The popularity of the non-fungible token (NFT), the newest craze in the world of distributed ledgers and cryptocurrencies, has grown, making it one of the most prominent technological stories of 2021. The tech and art worlds are ablaze with excitement over this revolutionary innovation.
A Non-fungible Token (NFT) is primarily a digital asset or cryptographic asset that differs from a fungible token by having a special identification code and metadata. They cannot be traded or exchanged for equivalent value, just like cryptocurrencies.
NFTs use blockchain technology to function. Every NFT has the potential for a number of applications because of its distinct design. For digitally representing tangible assets like real estate and artwork, a digital asset management platform is the best option. NFTs can act as identity management platforms, eliminate middlemen, and make transactions more efficient in addition to bringing artists and audiences together.

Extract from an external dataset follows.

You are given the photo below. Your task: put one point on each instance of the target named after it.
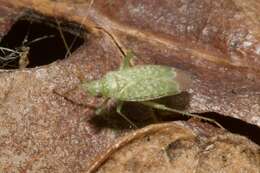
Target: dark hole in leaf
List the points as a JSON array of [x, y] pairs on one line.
[[43, 38], [237, 126]]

Given the nature of NFTs, intellectual property issues related to their creation, display, trading, sale, and storage must be thoroughly investigated.
IPR limitations in using NFTs
NFTs are distinctive in a variety of ways. The rights you trade when purchasing or selling an NFT may vary from platform to platform or even from NFT to NFT. Purchasing an NFT does not automatically grant you the right to do things with it, such as using it for personal or commercial gain. Even after giving the digital asset’s deed to the buyer, sellers may (and actually frequently do) retain some rights. In fact, smart contracts that might be included in an NFT could carry out specific tasks automatically, like paying royalties with each subsequent sale.
Ownership information is very obvious with NFTs. When a digital asset is purchased, the owner’s information is encoded into the token and permanently stored on the blockchain. NFTs thus offer unquestionable ownership of digital assets. However, things become a little murky when it comes to usage licences and intellectual property (IP) rights of the above-mentioned digital asset.
According to a report by Galaxy Digital, only one collection of the top 25 most valuable NFT projects makes an effort to give customers IP rights to the underlying works of art. The rest just confuse buyers and give them the freedom to always modify the NFT collections’ usage licence.
NFTs and Copyright
It goes without saying that the underlying copyright in a work that exists “off-chain” does not always pass to the buyer upon the sale of an NFT. It is up to the creator or most recent copyright owner to transfer the underlying copyright when selling a physical copy of nearly any kind of creative work.
The solutions to these questions have started to take shape, despite the fact that the recognition of NFTs has only recently skyrocketed. A copy or even a derivative of the original work may be considered when creating an NFT. In other words, the only person with the authority to convert the original work into an NFT under U.S. copyright law (absent a license) is and should be the copyright holder.
It is possible for anyone to view NFTs on various NFT platforms. While this helps copyright owners to spot possible unauthorized copies or derivative works, it could also add more platforms to their growing list of places to keep an eye out for such unlicensed works. These problems highlight the value of using and relying on crucial enforcement strategies, from straightforward fixes like watermarks to the DMCA. It is likely that NFT platforms will also be required to comply with the Copyright Management Information (CMI) provisions of the DMCA (including 17 USC 1202).
On the plus side, the creation of an NFT by the creator of creative work may have wider favorable effects on the current state of artists’ resale rights internationally. The production and distribution of NFTs are largely unregulated but also very accessible to a global market.